A financial crisis can have a lot of impact on lending, in many different ways. Right now, It's not super clear what your understanding of lending (in general) is, or exactly what factors you're interested in. Talking about a bank's "willingness" to lend is somewhat abstract. Banks are generally always in the business of being willing to lend money, but how and when and under what terms may change over time. It might be more appropriate to focus on how a bank makes decisions about the following:
- loan features (interest rate, term, etc). Interest rates are based on risk. If a bank expects a lot of defaults, they will typically raise rates.
- which products to offer (should a bank offer adjustable rate mortgages, or just fixed rate?) Banks may aggressively promote certain products based on what triggered the crisis.
- who to lend to (obvious things like, only lend to A or B paper, but also less obvious things like, don't write HELOCs or home equity loans in second position behind someone else's loan, only write them behind our own loans). During or immediately after a crisis, a bank may be less likely to write a loan behind another lender.
- how to manage the lending portfolio after the loans are written (should we keep these loans, or sell them? Which loans should we sell, under what terms, to whom? When we sell loans, do we continue to operate them, and do we keep any of the risk?) Portfolio management is an important variable for banks when they expect the financial environment to change. Depending on the trigger, they may decide to buy or sell more of a specific type of loan, or loans to specific types of consumers.
Timing of a crisis is important in these decisions. If a lender suspects a crisis is coming, they may make one set of decisions. But, in the middle of, or after, an obvious crisis, they may make different decisions. Unfortunately, crises really only happen when not everyone expects them, so it's hard to pick out a generic, coherent answer to your question if you're thinking about the "ahead of time" aspect.

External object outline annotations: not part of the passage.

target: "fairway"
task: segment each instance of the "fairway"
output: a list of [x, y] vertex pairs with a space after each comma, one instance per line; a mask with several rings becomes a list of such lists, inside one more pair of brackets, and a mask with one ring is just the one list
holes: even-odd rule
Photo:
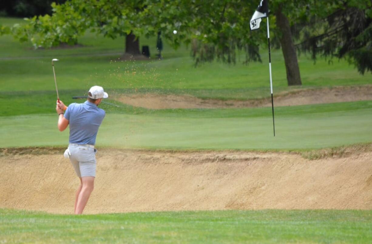
[[[369, 142], [372, 102], [280, 107], [273, 135], [270, 108], [144, 110], [109, 114], [99, 147], [177, 149], [303, 150]], [[64, 146], [54, 115], [0, 117], [0, 147]]]
[[[0, 36], [0, 243], [371, 242], [370, 72], [302, 53], [289, 86], [273, 48], [274, 136], [267, 45], [262, 62], [196, 66], [191, 45], [164, 39], [160, 60], [138, 38], [148, 59], [128, 60], [124, 36], [34, 49]], [[54, 58], [67, 105], [95, 85], [109, 96], [83, 216]]]
[[8, 243], [164, 243], [182, 240], [193, 243], [366, 243], [372, 238], [371, 211], [230, 211], [73, 216], [0, 209], [0, 240]]

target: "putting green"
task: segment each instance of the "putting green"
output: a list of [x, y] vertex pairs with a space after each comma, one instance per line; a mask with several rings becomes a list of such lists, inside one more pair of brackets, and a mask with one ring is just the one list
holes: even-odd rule
[[[348, 103], [345, 103], [346, 105]], [[335, 106], [337, 105], [335, 104]], [[338, 105], [339, 105], [339, 104]], [[324, 107], [317, 105], [321, 111]], [[307, 110], [309, 106], [298, 106]], [[288, 107], [290, 111], [293, 107]], [[98, 146], [174, 149], [310, 149], [371, 141], [370, 108], [323, 113], [281, 113], [276, 117], [273, 135], [269, 108], [266, 116], [203, 117], [208, 110], [167, 114], [108, 114], [99, 131]], [[215, 111], [215, 113], [224, 110]], [[198, 114], [200, 117], [195, 116]], [[252, 113], [252, 115], [253, 114]], [[0, 117], [0, 147], [65, 145], [68, 130], [57, 128], [55, 114]]]

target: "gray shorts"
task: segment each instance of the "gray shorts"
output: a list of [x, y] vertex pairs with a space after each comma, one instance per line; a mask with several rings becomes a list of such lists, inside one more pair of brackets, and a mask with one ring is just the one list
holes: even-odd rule
[[79, 177], [96, 177], [96, 153], [97, 149], [85, 146], [70, 144], [70, 162]]

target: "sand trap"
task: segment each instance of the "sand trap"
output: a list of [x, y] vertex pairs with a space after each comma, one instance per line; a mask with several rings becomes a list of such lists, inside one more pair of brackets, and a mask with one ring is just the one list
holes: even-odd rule
[[[222, 101], [201, 99], [189, 95], [130, 94], [117, 96], [121, 103], [152, 109], [244, 108], [271, 106], [271, 98], [260, 100]], [[276, 95], [276, 107], [372, 100], [372, 86], [340, 87], [298, 90]]]
[[[0, 208], [73, 212], [78, 180], [63, 151], [0, 153]], [[372, 209], [372, 144], [343, 155], [99, 149], [84, 212]]]

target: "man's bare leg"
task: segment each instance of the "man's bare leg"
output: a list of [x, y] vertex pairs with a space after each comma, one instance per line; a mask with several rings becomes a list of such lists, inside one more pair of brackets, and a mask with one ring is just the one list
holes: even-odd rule
[[75, 214], [81, 214], [87, 205], [90, 193], [94, 187], [94, 179], [93, 176], [86, 176], [81, 178], [81, 189], [78, 197]]
[[79, 198], [79, 194], [80, 194], [80, 192], [81, 191], [81, 188], [83, 187], [83, 182], [81, 181], [81, 178], [79, 177], [79, 179], [80, 179], [80, 185], [79, 186], [79, 188], [77, 188], [77, 191], [76, 191], [76, 194], [75, 206], [74, 208], [74, 213], [76, 212], [76, 205], [77, 205], [77, 199]]

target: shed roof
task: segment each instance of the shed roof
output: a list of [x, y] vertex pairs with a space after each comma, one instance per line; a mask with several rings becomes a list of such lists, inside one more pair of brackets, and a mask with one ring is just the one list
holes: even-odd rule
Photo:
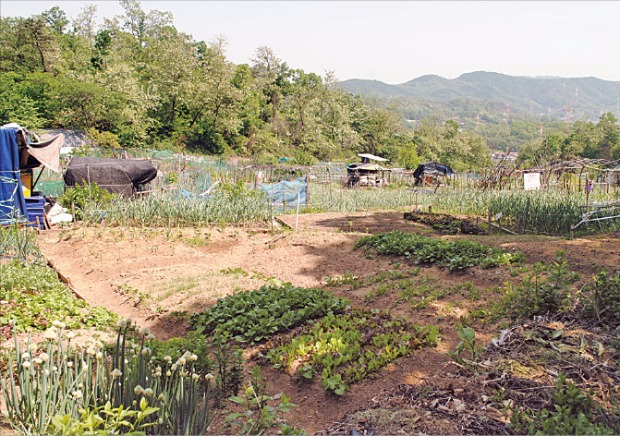
[[376, 160], [378, 162], [387, 162], [388, 161], [387, 159], [384, 159], [384, 158], [379, 157], [379, 156], [375, 156], [374, 154], [370, 154], [370, 153], [358, 153], [358, 156], [359, 157], [365, 157], [365, 158], [370, 159], [370, 160]]

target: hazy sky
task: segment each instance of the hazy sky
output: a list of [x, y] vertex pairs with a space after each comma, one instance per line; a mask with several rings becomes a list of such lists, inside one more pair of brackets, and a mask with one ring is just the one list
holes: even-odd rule
[[[0, 14], [30, 16], [84, 4], [121, 15], [117, 1], [0, 0]], [[340, 80], [403, 83], [472, 71], [620, 81], [617, 1], [143, 1], [170, 11], [196, 40], [223, 35], [228, 58], [250, 63], [270, 47], [289, 66]]]

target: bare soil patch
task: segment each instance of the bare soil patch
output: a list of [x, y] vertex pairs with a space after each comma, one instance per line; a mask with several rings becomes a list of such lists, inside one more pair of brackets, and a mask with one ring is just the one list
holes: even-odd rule
[[[469, 380], [450, 365], [447, 353], [458, 342], [455, 323], [461, 316], [498, 298], [496, 286], [514, 280], [506, 268], [474, 268], [459, 274], [421, 267], [415, 272], [417, 266], [409, 261], [354, 251], [353, 244], [363, 235], [403, 230], [447, 239], [467, 237], [522, 251], [528, 263], [552, 262], [555, 253], [564, 250], [570, 268], [579, 272], [584, 282], [601, 267], [616, 269], [620, 264], [620, 233], [573, 241], [541, 236], [445, 236], [403, 219], [402, 212], [314, 214], [298, 218], [286, 215], [281, 219], [297, 231], [272, 231], [270, 226], [72, 228], [42, 232], [39, 241], [44, 255], [90, 304], [129, 316], [162, 339], [186, 334], [188, 325], [178, 313], [202, 311], [217, 298], [257, 289], [270, 277], [295, 286], [323, 287], [348, 298], [356, 307], [389, 309], [395, 316], [439, 326], [442, 339], [437, 348], [417, 350], [399, 359], [375, 376], [354, 384], [342, 398], [327, 395], [320, 383], [301, 383], [283, 372], [263, 367], [269, 392], [285, 392], [299, 405], [291, 412], [290, 423], [311, 434], [351, 434], [352, 428], [371, 427], [382, 434], [396, 432], [396, 427], [406, 433], [461, 432], [463, 427], [458, 419], [463, 417], [459, 413], [465, 409], [461, 409], [460, 403], [448, 404], [448, 411], [439, 413], [439, 401], [433, 408], [422, 407], [420, 398], [430, 398], [429, 405], [441, 396], [424, 397], [419, 392], [415, 394], [415, 389], [430, 386], [428, 389], [436, 392], [452, 392], [454, 397], [455, 389], [457, 394], [469, 392], [467, 395], [471, 396], [471, 389], [481, 386], [482, 381]], [[387, 271], [399, 271], [417, 285], [429, 283], [436, 288], [456, 289], [459, 284], [469, 283], [469, 289], [477, 289], [479, 295], [471, 298], [466, 294], [469, 291], [456, 290], [426, 307], [414, 308], [396, 291], [378, 292], [381, 283], [359, 287], [326, 284], [326, 278], [345, 275], [368, 279], [370, 283], [370, 278]], [[476, 332], [479, 340], [488, 344], [498, 334], [498, 327], [481, 322], [476, 325]], [[475, 404], [467, 395], [461, 395], [459, 401]], [[493, 410], [489, 413], [495, 413]], [[502, 421], [496, 418], [497, 422], [478, 430], [497, 430]]]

There's also a big factor in terms of regulation. To a large extent, for real estate loans, lending is regulated to the point that the federal government is impacting who gets loans, and how much banks are able to lend. So, even if a bank "wants" to write loans, the government plays an important role in deciding if they are able to or not. Typically, in the years after a crisis, a slew of regulations will emerge based on trying to target what the perceived cause of the crisis was.
And of course, there's also consumer behavior. People will behave differently depending on the crisis. Banks may be desperately trying to lend to anyone who walks in the door, but if consumers aren't interested in a certain loan, none of that matters.